Wade played less on defense than his freshman counterpart, but the former five-star prospect out of Clairton was a force on special teams. He led the unit in tackles, totaled 31 stops between special teams and defense, chipped in three pass breakups and forced a fumble.
“You’re always going to hold yourself to a high standard,” Wade said. “My mom tells me that I hold myself to impossible standards sometimes. But getting my feet wet, getting my playing time on defense, contributing on special teams, it was really good for me.”
Anyone who watched the Nittany Lions saw that Wade and Castro-Fields have the talent to thrive as Big Ten corners.
Haley and Campbell know that as well as anyone.
When Smith decided to bunk Wade with Haley, the senior was intrigued. A “character” who reminds him of Marcus Allen, Wade’s personality is quite different from Haley’s quiet demeanor.
But the pairing worked.
Haley, a Jim Thorpe Award semifinalist, has been in Wade’s shoes before. The Georgia native made his initial impact at Penn State on special teams in 2014 before later developing into a captain and reliable starter on defense.
Haley, like Wade, is also relatively undersized. Both corners stand at 5-foot-9.
“I see him as a great leader one day,” Haley said of Wade. “The passion he has for this game is something that you can’t take away from anybody. ... We’re not the biggest kids, but no one can measure our hearts.”
Castro-Fields’ presence struck a chord with Campbell, too.
Both are lanky outside corners with a knack for the football. Campbell had an interception as a true freshman, as well.

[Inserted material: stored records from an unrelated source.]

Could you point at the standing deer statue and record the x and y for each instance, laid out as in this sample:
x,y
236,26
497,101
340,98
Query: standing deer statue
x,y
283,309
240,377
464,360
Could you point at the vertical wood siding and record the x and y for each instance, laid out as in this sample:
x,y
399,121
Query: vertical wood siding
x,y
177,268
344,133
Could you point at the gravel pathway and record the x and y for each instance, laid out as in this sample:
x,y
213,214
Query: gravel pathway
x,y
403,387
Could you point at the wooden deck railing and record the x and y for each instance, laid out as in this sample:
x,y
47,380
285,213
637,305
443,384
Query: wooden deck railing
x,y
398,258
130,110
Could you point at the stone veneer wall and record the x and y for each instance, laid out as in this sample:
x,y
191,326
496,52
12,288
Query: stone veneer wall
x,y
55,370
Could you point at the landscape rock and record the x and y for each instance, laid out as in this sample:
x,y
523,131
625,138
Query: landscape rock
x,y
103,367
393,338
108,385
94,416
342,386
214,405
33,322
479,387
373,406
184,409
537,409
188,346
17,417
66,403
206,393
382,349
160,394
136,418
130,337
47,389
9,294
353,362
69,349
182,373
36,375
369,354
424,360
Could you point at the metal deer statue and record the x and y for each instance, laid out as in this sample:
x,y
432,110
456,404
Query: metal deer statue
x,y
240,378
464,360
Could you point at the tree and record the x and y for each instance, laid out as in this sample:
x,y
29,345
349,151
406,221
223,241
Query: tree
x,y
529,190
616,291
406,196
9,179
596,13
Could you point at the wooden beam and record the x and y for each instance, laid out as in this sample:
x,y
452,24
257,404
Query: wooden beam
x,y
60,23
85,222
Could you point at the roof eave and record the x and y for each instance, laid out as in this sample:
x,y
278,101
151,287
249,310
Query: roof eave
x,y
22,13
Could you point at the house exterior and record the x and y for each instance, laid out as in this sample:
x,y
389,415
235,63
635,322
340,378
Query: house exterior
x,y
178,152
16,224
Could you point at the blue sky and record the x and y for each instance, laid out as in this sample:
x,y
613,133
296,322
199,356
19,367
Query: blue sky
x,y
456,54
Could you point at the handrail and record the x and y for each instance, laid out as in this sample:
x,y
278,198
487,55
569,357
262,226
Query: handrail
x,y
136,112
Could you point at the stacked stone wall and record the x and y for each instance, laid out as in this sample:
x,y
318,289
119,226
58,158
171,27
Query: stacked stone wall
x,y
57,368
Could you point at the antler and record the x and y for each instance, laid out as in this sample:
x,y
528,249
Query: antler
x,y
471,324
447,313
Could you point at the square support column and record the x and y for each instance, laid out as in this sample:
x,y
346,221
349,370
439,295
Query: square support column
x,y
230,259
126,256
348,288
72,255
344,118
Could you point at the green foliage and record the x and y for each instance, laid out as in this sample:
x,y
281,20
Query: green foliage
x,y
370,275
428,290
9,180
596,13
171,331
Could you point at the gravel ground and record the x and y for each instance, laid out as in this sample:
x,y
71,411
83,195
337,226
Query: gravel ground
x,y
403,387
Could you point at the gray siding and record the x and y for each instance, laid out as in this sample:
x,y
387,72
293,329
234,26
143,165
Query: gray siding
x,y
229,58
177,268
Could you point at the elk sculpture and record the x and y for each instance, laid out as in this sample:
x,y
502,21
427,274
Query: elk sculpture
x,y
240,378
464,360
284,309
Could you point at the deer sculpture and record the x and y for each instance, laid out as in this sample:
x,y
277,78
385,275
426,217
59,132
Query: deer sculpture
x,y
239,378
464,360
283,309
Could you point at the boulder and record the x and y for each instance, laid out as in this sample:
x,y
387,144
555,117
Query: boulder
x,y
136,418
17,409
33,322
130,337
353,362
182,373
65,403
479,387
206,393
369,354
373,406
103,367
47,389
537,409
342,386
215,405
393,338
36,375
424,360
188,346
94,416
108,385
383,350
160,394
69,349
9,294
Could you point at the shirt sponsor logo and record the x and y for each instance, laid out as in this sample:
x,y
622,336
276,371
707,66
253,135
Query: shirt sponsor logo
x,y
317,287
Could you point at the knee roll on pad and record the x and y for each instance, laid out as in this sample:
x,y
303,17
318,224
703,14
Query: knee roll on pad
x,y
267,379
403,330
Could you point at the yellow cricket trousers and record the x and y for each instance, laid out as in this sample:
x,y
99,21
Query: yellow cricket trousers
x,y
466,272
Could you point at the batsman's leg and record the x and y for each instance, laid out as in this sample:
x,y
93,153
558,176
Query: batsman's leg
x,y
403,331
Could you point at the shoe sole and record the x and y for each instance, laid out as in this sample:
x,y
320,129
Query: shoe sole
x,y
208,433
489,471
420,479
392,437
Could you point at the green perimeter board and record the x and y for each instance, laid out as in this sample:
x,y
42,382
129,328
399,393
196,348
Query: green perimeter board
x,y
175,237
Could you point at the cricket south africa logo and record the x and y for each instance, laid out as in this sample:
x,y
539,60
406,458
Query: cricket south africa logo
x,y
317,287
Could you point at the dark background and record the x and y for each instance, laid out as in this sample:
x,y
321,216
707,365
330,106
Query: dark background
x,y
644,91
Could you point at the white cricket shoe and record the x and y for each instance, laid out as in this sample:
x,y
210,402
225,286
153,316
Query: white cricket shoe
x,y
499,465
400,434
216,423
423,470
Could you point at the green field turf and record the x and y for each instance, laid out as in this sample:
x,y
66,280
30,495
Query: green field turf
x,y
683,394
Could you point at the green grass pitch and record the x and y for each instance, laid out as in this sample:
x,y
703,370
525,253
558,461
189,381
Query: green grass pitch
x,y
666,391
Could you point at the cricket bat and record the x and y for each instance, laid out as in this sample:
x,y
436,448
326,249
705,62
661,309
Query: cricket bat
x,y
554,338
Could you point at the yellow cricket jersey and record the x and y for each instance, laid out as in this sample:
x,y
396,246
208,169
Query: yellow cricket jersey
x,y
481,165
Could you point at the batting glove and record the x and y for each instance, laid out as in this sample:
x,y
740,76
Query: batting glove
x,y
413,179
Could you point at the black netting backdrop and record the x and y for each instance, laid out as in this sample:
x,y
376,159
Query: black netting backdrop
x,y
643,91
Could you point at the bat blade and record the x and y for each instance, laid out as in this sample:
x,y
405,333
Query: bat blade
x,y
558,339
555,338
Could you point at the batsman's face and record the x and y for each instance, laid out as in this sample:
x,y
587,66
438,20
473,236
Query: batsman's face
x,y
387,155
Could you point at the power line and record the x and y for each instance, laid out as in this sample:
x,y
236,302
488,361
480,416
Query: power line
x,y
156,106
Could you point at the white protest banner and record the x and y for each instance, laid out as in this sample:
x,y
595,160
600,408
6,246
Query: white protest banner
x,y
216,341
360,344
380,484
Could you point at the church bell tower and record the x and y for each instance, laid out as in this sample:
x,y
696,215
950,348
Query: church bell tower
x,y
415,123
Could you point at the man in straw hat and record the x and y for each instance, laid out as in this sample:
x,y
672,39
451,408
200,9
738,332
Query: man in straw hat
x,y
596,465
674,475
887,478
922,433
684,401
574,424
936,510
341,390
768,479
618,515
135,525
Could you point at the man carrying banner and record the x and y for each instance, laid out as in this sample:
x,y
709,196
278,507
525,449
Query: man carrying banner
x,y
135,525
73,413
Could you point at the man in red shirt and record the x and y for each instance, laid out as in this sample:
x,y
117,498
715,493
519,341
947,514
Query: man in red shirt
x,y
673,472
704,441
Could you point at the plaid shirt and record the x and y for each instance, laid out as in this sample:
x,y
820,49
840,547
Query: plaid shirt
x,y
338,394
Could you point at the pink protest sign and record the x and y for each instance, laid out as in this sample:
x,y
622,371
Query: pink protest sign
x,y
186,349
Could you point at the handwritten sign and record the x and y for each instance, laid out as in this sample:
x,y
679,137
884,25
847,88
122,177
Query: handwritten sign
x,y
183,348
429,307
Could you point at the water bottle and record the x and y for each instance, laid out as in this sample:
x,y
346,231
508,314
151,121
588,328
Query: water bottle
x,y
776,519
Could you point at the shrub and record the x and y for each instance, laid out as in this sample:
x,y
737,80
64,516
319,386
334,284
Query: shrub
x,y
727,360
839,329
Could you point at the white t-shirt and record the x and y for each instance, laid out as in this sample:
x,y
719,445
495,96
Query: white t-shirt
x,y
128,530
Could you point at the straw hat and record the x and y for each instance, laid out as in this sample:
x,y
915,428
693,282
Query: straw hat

But personality-wise, Campbell’s “little brother” is a bit more outgoing, quizzing the veterans more than he ever did as an up-and-comer.
“When a young guy asks you a lot of questions, you don’t get that often,” Campbell said. “I didn’t really ask a lot of questions when I was a freshman. So seeing Tariq do that, that means he’s locked in. He’s committed.”
Added Castro-Fields: “He’s someone I’ve really leaned on. I’ve asked him a lot of questions. Every day.”
That’s what Smith likes to hear.
He and the coaching staff paired the freshmen up with seniors for that particular reason, so that a little bit of Haley and Campbell rub off on the budding corners.
In two or three years, the hope is both Wade and Castro-Fields will be in guiding roles — passing along tidbits to promising freshmen and answering questions before road games.
Their mentors believe that will be the case.
“You see those guys and you know what really matters to them is football,” Haley said. “They really want to learn. They want to take that next step. They want to be great Penn State players.
“I’m excited for them and their futures. The sky’s the limit for both of them.”